Point is I don't think this *is* worse. It's not too difficult to acquire
per-cpu locks and cachelines and IPIs to other CPUs if you are a malicious
DoS. Particularly not when you can scheudle tasks around those CPUs.

> > If mm cpumask is used, I think it's okay. You can cause quite similar
> > kind of iteration over CPUs and lots of IPIs, tlb flushes, etc using
> > munmap/mprotect/etc, or context switch IPIs, etc. Are we reaching the
> > stage where we're controlling those kinds of ops in terms of impact
> > to the rest of the system?
>
> So x86 has a tight mm_cpumask(), we only broadcast TLB invalidate IPIs
> to those CPUs actually running threads of our process (or very
> recently). So while there can be the sporadic stray IPI for a CPU that
> recently ran a thread of the target process, it will not get another one
> until it switches back into the process.
>
> On machines that need manual TLB broadcasts and don't keep a tight mask,
> yes you can interfere at will, but if they care they can fix by
> tightening the mask.
>
> In either case, the mm_cpumask() will be bounded by the set of CPUs the
> threads are allowed to run on and will not interfere with the rest of
> the system.

Yep. Powerpc at least will use its mm_cpumask for iterating here
(regardless of how exactly we get the ordering right). Even though
at the moment it is a lazy mask, it's better than a global walk.

> As to scheduler IPIs, those are limited to the CPUs the user is limited
> to and are rate limited by the wakeup-latency of the tasks.

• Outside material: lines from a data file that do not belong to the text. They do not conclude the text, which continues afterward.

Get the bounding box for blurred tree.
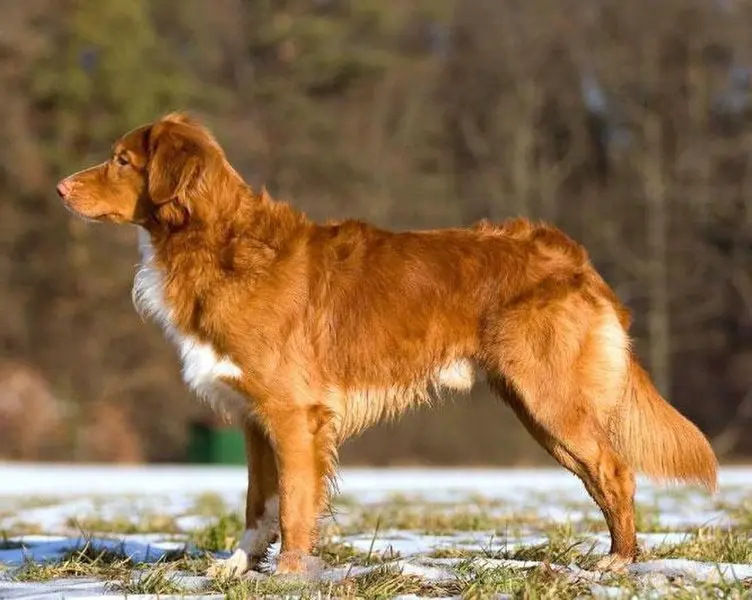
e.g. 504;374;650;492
31;0;195;172
0;0;749;463
0;0;202;461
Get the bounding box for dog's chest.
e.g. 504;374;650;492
132;235;246;414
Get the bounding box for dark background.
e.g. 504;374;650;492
1;0;750;465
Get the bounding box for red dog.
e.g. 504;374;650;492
57;113;717;575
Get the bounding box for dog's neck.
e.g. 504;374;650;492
139;184;309;286
134;183;311;343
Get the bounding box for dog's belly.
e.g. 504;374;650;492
434;358;476;391
331;358;477;440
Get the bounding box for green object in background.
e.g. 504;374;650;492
187;421;246;465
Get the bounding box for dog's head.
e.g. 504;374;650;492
57;113;233;229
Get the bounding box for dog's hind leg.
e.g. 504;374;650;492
482;283;637;570
494;380;637;569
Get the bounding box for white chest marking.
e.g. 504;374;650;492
132;230;245;414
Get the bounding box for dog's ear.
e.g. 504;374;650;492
146;121;206;227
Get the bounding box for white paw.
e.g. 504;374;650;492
207;548;251;578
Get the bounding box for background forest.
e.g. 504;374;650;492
1;0;750;465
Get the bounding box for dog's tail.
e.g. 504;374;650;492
611;355;718;492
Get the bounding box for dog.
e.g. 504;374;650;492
57;112;718;576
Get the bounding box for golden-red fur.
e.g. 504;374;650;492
58;112;718;575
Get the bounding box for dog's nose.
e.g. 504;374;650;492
56;179;71;198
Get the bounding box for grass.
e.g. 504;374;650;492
634;502;666;533
188;511;400;566
336;502;541;536
189;491;232;517
339;565;457;598
65;513;180;535
207;573;315;599
504;532;596;564
317;538;393;566
109;562;188;595
10;539;213;583
8;534;751;599
716;497;752;532
0;522;43;537
644;527;752;563
4;486;752;598
208;564;459;599
455;560;592;600
426;523;598;566
189;512;244;552
328;497;674;539
13;542;134;582
0;496;62;514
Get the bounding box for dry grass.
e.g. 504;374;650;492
188;513;244;552
13;543;134;582
454;560;592;600
5;492;752;598
329;502;543;537
65;513;180;535
644;528;752;564
109;562;189;595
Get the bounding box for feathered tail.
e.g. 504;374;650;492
611;356;718;492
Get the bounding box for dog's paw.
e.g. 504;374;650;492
272;551;325;579
207;549;253;578
274;550;304;575
593;553;632;573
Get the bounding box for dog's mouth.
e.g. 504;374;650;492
61;199;124;224
95;212;126;223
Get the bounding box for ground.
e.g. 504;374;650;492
1;465;751;599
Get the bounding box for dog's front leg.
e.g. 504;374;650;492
208;419;279;577
264;404;334;575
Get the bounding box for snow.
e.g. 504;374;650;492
0;537;185;567
3;463;726;499
628;559;752;582
0;464;751;599
0;578;110;600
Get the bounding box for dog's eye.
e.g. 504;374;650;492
115;154;129;166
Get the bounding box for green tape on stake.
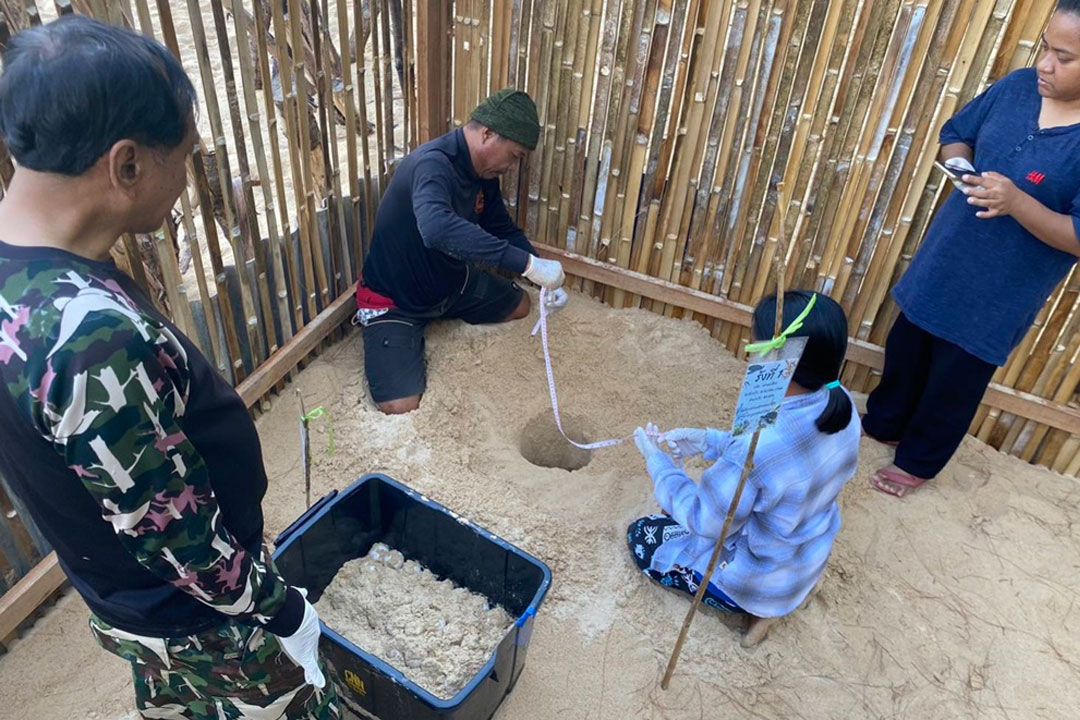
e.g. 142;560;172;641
302;406;327;422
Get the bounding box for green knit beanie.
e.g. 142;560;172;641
470;88;540;151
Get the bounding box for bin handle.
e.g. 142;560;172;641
274;490;338;547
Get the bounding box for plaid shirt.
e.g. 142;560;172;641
646;387;860;618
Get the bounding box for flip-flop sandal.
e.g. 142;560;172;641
870;467;928;498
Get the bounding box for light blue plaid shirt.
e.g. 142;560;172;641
646;387;861;618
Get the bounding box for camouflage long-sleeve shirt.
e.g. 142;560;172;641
0;241;301;637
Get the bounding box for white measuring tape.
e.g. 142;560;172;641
531;288;639;451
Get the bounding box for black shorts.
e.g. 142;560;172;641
362;268;523;404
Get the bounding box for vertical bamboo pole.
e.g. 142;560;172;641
377;0;396;162
697;0;763;329
370;0;389;180
524;0;557;233
585;0;635;269
562;0;604;253
286;0;332;311
548;0;586;248
153;0;226;374
574;0;623;292
208;0;274;364
653;0;731;300
190;148;246;381
502;0;530;220
402;0;416;149
476;0;489;105
251;0;300;338
353;0;376;243
129;0;200;347
312;0;351;291
233;0;293;344
415;0;451;142
270;0;318;325
185;0;265;374
630;0;694;275
604;0;661;306
334;0;365;274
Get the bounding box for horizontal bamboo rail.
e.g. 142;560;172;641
537;244;1080;437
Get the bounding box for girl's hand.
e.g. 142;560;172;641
963;172;1023;219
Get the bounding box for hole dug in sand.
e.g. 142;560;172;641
520;412;593;471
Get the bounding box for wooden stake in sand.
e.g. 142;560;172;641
661;184;796;690
297;389;314;510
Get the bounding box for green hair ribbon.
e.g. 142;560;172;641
744;293;819;357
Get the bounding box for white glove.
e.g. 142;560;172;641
660;427;726;463
277;592;326;689
943;157;976;192
523;255;565;289
660;428;711;462
544;288;569;313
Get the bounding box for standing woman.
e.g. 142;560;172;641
863;2;1080;497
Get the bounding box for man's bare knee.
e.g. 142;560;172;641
505;293;531;322
377;396;421;415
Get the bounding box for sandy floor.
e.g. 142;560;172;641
1;290;1079;719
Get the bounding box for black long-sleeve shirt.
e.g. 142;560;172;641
0;242;302;638
362;129;536;313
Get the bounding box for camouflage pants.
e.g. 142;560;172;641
90;615;340;719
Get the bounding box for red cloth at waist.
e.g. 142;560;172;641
356;283;396;311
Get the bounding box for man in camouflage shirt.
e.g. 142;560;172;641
0;17;337;719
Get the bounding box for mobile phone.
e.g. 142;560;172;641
934;160;974;182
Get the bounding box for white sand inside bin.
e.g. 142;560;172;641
316;543;514;700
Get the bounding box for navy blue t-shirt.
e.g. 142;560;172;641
894;68;1080;365
362;129;535;314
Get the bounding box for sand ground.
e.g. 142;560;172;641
1;290;1078;719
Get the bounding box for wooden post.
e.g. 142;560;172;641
297;389;312;509
415;0;452;142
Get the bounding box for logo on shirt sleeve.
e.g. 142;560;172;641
1026;170;1046;185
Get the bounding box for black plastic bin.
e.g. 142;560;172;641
272;473;553;720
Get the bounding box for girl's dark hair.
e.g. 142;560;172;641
0;16;196;176
752;290;853;435
1060;1;1080;16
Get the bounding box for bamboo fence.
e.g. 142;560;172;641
440;0;1080;477
0;0;410;604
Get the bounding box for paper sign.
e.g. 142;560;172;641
731;336;808;436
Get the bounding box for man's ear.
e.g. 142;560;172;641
106;139;141;192
482;127;498;144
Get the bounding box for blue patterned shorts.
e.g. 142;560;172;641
626;514;743;613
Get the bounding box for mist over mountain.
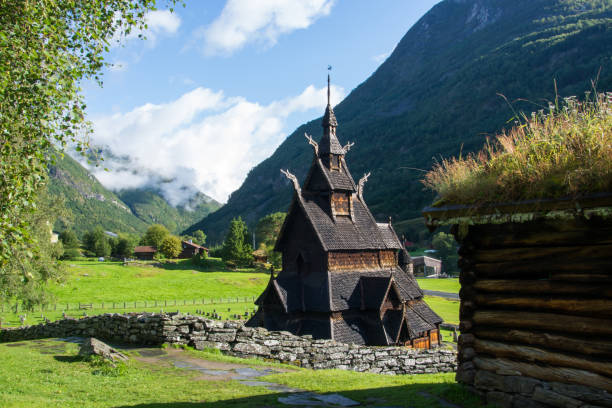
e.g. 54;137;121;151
186;0;612;244
48;152;221;237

After all,
> all the time a task is runnable but not running, wakeups are no-ops.

That's on the order of millions per second per core though, isn't it?

>
> Trouble is of course, that not everybody even sets a single bit in
> mm_cpumask() and those that never clear bits will end up with a fairly
> wide mask, still interfering with work that isn't hard partitioned.

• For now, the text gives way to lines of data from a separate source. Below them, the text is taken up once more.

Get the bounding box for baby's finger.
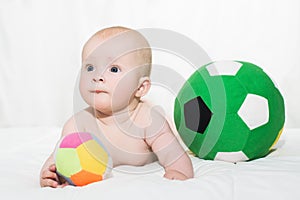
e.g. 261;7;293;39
41;178;58;188
42;170;59;182
49;164;56;172
57;182;69;188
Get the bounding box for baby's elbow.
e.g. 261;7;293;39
186;167;194;179
182;154;194;179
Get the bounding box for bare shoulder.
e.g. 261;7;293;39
134;100;165;125
137;100;167;119
61;107;95;137
136;100;171;138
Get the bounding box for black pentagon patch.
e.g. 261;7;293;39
184;96;212;134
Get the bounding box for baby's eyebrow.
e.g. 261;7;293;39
82;55;119;69
106;56;114;63
82;55;98;66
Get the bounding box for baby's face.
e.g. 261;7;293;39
79;36;148;115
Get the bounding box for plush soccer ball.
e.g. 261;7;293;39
55;132;112;186
174;60;285;162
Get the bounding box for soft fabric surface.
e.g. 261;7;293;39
0;127;299;199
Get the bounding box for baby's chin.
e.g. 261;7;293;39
92;105;113;116
94;104;138;117
92;105;126;116
85;96;137;117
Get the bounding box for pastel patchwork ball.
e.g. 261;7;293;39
174;60;285;162
55;132;112;186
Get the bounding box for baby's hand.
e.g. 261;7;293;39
40;164;69;188
164;170;189;181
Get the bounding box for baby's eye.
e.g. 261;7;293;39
86;65;95;72
110;65;121;73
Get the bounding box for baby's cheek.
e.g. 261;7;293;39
79;76;92;103
114;74;139;97
110;84;136;112
111;85;133;105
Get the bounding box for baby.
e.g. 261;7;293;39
40;26;194;187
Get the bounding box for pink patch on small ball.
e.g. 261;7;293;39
59;132;93;148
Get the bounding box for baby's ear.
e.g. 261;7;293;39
135;76;151;98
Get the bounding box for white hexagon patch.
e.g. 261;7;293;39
238;94;269;130
206;61;242;76
214;151;249;162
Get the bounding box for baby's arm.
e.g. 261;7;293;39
145;111;194;180
40;116;78;187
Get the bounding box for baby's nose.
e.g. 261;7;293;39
92;76;105;83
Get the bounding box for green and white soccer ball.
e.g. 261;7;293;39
174;60;285;162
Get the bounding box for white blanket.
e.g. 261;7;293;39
1;127;299;200
1;1;300;199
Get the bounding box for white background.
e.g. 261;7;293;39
0;0;299;128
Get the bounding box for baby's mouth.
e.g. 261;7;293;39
90;90;108;94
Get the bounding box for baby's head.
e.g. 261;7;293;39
79;26;152;115
82;27;152;73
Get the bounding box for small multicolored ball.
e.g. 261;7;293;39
55;132;112;186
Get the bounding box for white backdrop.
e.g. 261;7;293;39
0;0;299;128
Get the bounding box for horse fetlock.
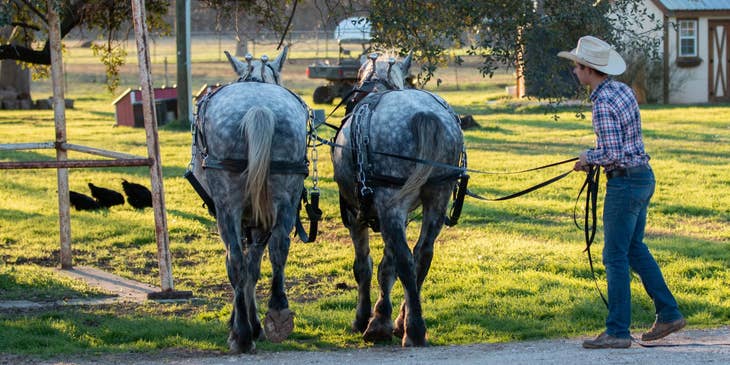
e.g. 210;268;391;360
393;311;405;338
351;317;369;334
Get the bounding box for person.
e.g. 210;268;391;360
558;35;685;349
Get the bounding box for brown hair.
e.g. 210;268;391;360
578;63;607;77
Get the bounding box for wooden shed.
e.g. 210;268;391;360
112;86;178;127
644;0;730;103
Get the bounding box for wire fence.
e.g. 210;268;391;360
139;30;354;63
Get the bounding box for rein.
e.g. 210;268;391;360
573;165;607;307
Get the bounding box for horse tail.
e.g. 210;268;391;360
395;111;443;203
241;106;276;230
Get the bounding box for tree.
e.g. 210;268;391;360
198;0;368;57
0;0;170;94
368;0;661;97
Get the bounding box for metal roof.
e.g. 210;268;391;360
655;0;730;11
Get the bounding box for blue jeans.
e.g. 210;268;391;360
602;166;681;338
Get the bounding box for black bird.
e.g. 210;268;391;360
69;190;101;211
121;179;153;209
88;183;125;208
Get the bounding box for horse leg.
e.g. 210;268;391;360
349;212;373;334
374;199;427;347
243;229;265;342
218;210;257;354
362;242;396;342
394;185;450;343
264;193;297;343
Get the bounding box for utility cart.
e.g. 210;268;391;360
307;17;371;104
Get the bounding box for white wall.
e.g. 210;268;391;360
639;1;711;103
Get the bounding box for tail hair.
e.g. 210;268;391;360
240;106;276;230
394;111;443;203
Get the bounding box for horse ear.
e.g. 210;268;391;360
224;50;247;76
271;45;289;73
400;51;413;74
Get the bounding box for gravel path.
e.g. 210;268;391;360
6;326;730;365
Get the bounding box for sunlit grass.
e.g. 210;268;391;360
1;41;729;357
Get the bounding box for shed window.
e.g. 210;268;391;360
678;19;698;57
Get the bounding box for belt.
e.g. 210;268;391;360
606;165;651;179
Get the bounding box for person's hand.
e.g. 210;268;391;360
573;161;585;172
573;151;590;172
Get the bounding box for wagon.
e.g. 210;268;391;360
307;17;371;104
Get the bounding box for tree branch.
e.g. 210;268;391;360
0;43;51;64
13;0;48;26
10;22;42;31
0;1;83;64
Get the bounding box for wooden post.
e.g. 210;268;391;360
48;0;72;269
131;0;174;292
176;0;192;125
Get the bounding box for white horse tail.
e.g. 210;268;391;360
395;111;443;203
241;106;276;230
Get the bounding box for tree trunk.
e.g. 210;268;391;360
0;57;32;109
235;38;248;57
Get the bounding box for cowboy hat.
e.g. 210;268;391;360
558;35;626;76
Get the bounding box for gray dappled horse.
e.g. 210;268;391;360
190;46;309;353
332;53;465;346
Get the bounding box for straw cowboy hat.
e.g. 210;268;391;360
558;35;626;76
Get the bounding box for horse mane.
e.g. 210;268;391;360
358;54;405;89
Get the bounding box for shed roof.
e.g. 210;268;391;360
654;0;730;11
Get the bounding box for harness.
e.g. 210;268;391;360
337;87;469;232
185;75;322;243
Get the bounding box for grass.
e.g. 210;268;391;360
0;39;729;358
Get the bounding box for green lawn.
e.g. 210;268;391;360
0;55;729;357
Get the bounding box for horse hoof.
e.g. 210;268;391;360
264;308;295;343
402;334;428;347
228;336;256;354
362;318;394;343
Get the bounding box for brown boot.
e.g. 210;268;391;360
582;332;631;349
641;317;686;341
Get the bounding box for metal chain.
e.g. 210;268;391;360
354;105;372;196
308;117;320;192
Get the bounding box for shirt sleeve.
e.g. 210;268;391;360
585;97;623;166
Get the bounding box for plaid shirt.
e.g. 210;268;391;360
585;78;650;172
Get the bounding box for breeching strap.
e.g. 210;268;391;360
295;187;322;243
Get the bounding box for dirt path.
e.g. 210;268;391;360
6;326;730;365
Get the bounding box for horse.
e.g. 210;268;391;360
188;46;310;353
331;53;465;346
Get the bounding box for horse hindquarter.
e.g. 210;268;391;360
195;83;307;352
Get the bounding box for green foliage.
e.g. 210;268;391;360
90;43;126;93
0;0;170;93
369;0;661;98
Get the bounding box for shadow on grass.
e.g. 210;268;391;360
0;307;228;357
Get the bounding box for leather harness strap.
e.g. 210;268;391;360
187;79;321;243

Right, I just don't see what real problem this opens up that you don't
already have when you are not hard partitioned, therefore it doesn't
make sense to add a slowdown to the context switch fastpath to close
one hole in the sieve.

Completely recognizing that other architectures can do it without
taking rq lock at all and will not be forced to do so.